Once Framers' Workroom brought out my mat, frame, and glass, I centered and positioned my artwork on the backing. Since my print was an antique and we didn't want to damage it, we slid the corners of the print into clear sticky tabs that secured to the back. So nothing is actually sticky on the print.
We flipped the mat back over and things were looking very promising! I had actually selected a variation of a french mat where they inset the lighter color mat into the darker one. It's a detail that makes a huge difference, and it was only a few extra dollars.

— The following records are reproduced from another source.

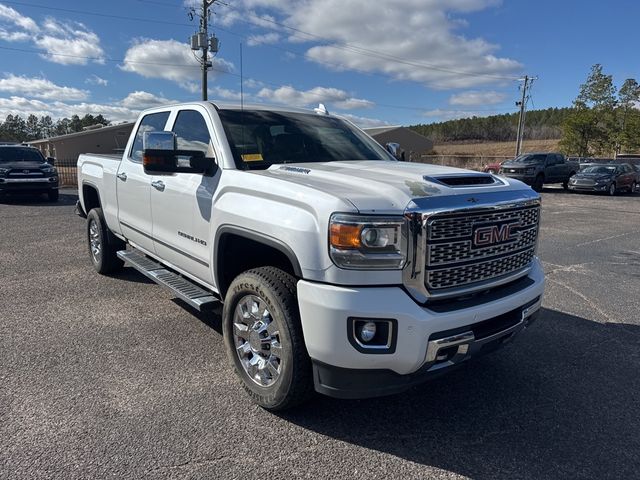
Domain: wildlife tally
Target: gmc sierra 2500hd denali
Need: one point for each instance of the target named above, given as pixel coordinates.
(340, 269)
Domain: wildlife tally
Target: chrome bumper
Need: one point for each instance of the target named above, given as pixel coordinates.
(454, 349)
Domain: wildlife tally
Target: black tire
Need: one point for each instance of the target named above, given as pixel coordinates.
(277, 289)
(53, 195)
(103, 258)
(538, 183)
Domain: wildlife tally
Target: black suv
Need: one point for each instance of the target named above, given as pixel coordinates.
(24, 169)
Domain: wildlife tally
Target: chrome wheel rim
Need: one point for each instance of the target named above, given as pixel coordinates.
(256, 338)
(94, 241)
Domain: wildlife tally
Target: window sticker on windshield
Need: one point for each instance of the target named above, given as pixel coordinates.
(252, 157)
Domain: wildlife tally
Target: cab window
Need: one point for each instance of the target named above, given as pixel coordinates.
(154, 122)
(191, 131)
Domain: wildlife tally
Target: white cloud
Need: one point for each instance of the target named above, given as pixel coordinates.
(69, 43)
(17, 19)
(333, 97)
(413, 40)
(14, 36)
(477, 98)
(125, 110)
(66, 43)
(22, 106)
(264, 39)
(40, 88)
(140, 100)
(96, 80)
(169, 60)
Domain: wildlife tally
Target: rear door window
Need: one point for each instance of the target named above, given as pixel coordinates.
(153, 122)
(192, 131)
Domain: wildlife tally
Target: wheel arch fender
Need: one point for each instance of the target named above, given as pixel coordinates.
(262, 241)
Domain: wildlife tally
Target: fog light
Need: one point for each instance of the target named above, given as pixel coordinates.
(368, 332)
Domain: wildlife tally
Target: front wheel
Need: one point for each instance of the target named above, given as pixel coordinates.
(264, 341)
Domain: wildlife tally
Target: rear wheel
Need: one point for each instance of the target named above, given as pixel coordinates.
(103, 245)
(263, 338)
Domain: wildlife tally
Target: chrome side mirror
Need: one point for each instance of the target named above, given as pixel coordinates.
(393, 148)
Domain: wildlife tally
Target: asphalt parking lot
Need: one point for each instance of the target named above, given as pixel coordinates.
(109, 377)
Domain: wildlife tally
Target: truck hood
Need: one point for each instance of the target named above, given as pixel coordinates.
(385, 187)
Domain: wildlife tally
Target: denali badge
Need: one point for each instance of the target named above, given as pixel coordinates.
(487, 235)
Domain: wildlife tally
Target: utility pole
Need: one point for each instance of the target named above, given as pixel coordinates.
(201, 41)
(523, 110)
(522, 104)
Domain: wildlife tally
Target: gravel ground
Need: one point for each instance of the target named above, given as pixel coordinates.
(109, 377)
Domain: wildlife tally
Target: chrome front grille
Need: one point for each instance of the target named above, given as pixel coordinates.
(452, 260)
(25, 173)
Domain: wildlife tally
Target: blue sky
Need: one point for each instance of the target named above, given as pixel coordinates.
(393, 62)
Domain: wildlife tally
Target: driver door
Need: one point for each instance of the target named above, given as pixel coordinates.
(182, 203)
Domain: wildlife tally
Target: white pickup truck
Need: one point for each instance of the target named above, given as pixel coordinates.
(341, 270)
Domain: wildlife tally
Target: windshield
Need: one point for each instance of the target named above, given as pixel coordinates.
(600, 169)
(531, 158)
(18, 154)
(259, 139)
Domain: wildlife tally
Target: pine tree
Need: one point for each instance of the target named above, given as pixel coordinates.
(628, 135)
(590, 128)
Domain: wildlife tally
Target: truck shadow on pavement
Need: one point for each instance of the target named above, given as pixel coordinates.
(36, 200)
(562, 401)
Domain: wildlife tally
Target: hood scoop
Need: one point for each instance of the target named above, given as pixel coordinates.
(465, 180)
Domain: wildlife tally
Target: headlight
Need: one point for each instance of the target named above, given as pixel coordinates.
(359, 242)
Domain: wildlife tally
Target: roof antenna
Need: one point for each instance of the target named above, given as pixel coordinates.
(241, 82)
(321, 109)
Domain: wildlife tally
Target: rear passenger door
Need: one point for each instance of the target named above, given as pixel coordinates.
(133, 186)
(181, 203)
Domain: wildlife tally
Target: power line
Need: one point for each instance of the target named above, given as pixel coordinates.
(347, 47)
(113, 60)
(340, 46)
(226, 72)
(365, 51)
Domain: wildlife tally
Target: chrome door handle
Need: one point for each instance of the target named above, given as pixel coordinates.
(158, 185)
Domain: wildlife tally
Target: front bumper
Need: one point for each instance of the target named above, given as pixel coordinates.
(528, 179)
(589, 188)
(429, 340)
(17, 185)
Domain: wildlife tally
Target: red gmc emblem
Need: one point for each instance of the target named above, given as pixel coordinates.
(487, 235)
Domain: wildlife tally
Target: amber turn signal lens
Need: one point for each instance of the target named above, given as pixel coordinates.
(345, 236)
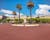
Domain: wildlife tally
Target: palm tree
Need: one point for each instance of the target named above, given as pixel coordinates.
(19, 7)
(14, 13)
(30, 5)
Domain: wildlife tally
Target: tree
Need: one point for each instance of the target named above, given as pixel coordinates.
(30, 5)
(19, 7)
(14, 13)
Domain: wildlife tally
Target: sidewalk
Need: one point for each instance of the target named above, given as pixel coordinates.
(25, 25)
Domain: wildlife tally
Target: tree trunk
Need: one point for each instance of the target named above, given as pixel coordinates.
(19, 16)
(30, 16)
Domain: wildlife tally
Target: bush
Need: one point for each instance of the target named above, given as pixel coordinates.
(19, 22)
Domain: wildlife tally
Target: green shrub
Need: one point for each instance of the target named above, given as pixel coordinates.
(19, 22)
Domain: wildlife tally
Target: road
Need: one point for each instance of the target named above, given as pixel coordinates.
(8, 32)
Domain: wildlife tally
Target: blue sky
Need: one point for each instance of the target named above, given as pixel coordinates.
(11, 5)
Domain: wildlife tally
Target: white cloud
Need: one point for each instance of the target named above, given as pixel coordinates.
(6, 11)
(43, 10)
(10, 12)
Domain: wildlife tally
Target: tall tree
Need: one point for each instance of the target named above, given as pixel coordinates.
(19, 7)
(30, 5)
(14, 13)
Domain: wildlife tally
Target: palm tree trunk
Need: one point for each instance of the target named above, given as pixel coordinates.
(19, 16)
(30, 16)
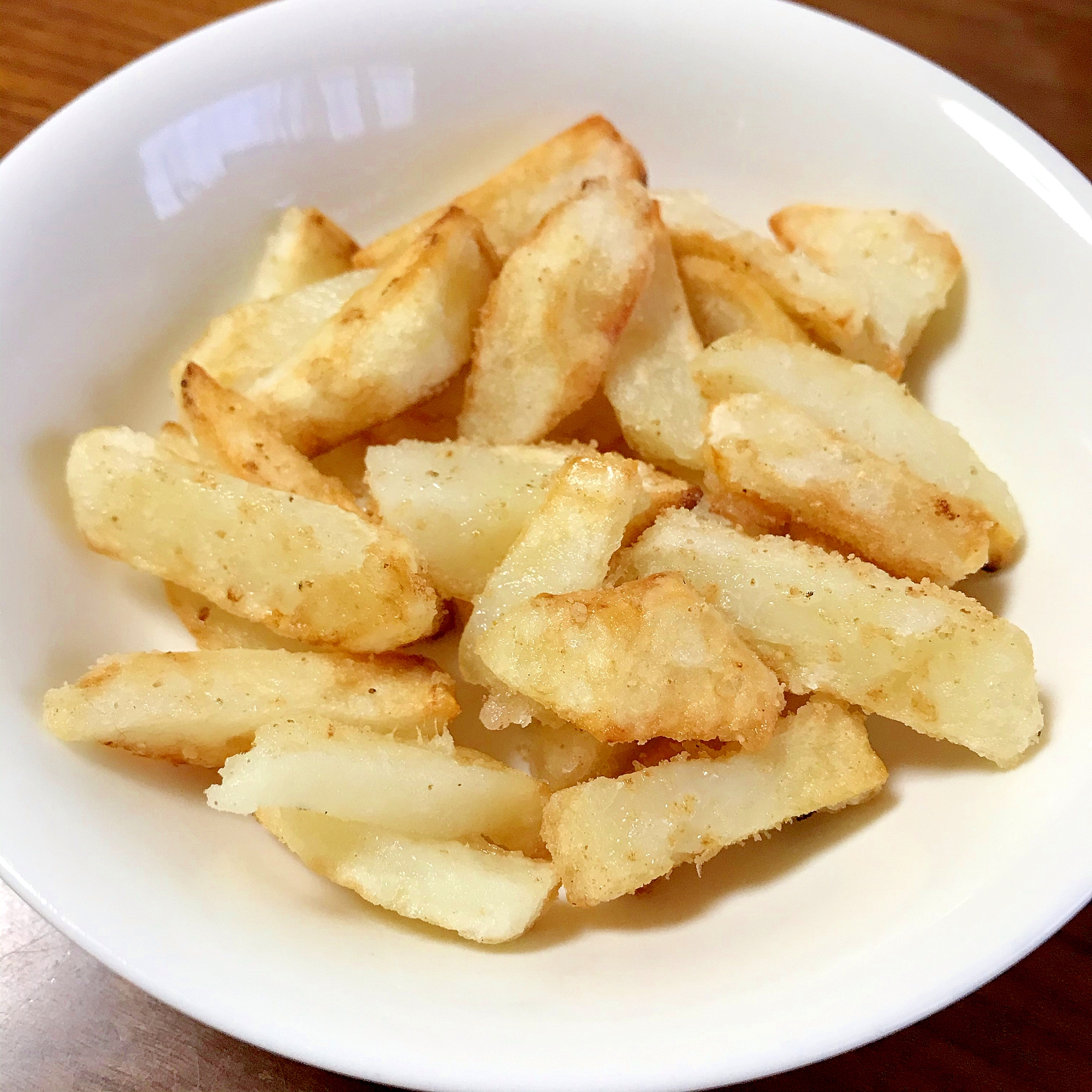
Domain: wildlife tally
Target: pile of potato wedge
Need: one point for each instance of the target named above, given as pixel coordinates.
(655, 473)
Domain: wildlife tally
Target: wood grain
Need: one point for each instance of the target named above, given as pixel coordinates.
(68, 1025)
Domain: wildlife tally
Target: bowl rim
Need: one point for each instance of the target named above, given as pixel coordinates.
(1072, 897)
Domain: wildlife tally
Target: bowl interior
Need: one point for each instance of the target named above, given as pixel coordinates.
(137, 215)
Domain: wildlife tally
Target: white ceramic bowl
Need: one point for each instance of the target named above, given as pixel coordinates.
(136, 213)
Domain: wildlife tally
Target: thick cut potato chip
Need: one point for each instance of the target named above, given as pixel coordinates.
(555, 314)
(649, 384)
(565, 547)
(429, 789)
(305, 247)
(512, 205)
(241, 347)
(561, 755)
(247, 444)
(723, 300)
(927, 656)
(307, 571)
(830, 308)
(462, 505)
(433, 421)
(905, 269)
(204, 707)
(764, 447)
(213, 628)
(611, 837)
(393, 345)
(872, 410)
(648, 659)
(479, 892)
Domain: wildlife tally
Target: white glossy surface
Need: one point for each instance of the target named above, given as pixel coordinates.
(137, 213)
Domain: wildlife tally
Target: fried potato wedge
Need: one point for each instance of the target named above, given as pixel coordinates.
(213, 628)
(649, 384)
(872, 410)
(832, 310)
(904, 268)
(479, 892)
(555, 314)
(512, 205)
(246, 443)
(650, 658)
(308, 571)
(566, 545)
(462, 505)
(305, 247)
(723, 300)
(393, 345)
(433, 421)
(429, 789)
(242, 346)
(204, 707)
(562, 755)
(762, 446)
(929, 657)
(611, 837)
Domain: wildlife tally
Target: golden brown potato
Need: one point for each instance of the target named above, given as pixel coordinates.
(872, 410)
(834, 311)
(565, 547)
(305, 247)
(512, 204)
(763, 447)
(555, 314)
(611, 837)
(649, 383)
(479, 892)
(393, 345)
(428, 789)
(723, 300)
(242, 346)
(246, 443)
(927, 656)
(464, 504)
(904, 268)
(213, 628)
(203, 707)
(648, 659)
(306, 569)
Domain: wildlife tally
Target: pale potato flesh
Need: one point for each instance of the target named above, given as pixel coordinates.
(429, 789)
(305, 247)
(246, 443)
(565, 547)
(723, 300)
(561, 755)
(611, 837)
(649, 382)
(245, 343)
(513, 203)
(393, 345)
(927, 656)
(308, 571)
(904, 267)
(870, 409)
(204, 707)
(650, 658)
(555, 314)
(764, 447)
(479, 892)
(827, 307)
(462, 505)
(213, 628)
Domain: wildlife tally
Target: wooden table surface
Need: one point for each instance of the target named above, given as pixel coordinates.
(68, 1025)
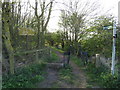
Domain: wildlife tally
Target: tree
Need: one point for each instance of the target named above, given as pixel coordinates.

Next I cleaned the glass and positioned it on top of the mat. Then we flipped the whole thing over and placed it into the frame. Finally, I used a handy staple-gun type contraption that puts tabs into the frame to hold the picture in place.
Next, around the edge of the frame, I applied a thin layer of tape that then peels off to create a sticky surface. Then we placed a large sheet of brown paper over the back, sealed it against the sticky edges, and cut it to size with a razor blade. Sounds complicated, but actually super easy.
Then it was just a matter of screwing in the "eyes" on the edge of the frame, and stringing the wire on. Again, they were with me every step of the way here. They packaged it up and off I went.
When I got home, I was thrilled to unwrap the finished result.
I had gone round and round over what kind of frame to choose, and chose a nice weathered silver that I think compliments the black and white print quite well.
I hung it on my entry wall (and of course it is so hard to take pictures of art due to the glare of the glass). I might not be going back to Paris this summer (boo), but at least I will remember it every time I see this!
I'd recommend paying a visit to Framers' Workroom - it's actually a lot of fun to get involved in the process! If you're not looking for a custom made frame, they have quite a few pre-made frames in a variety of sizes that are a HUGE step up from what you'd find pre-made at a big box store. Now, what can I frame next?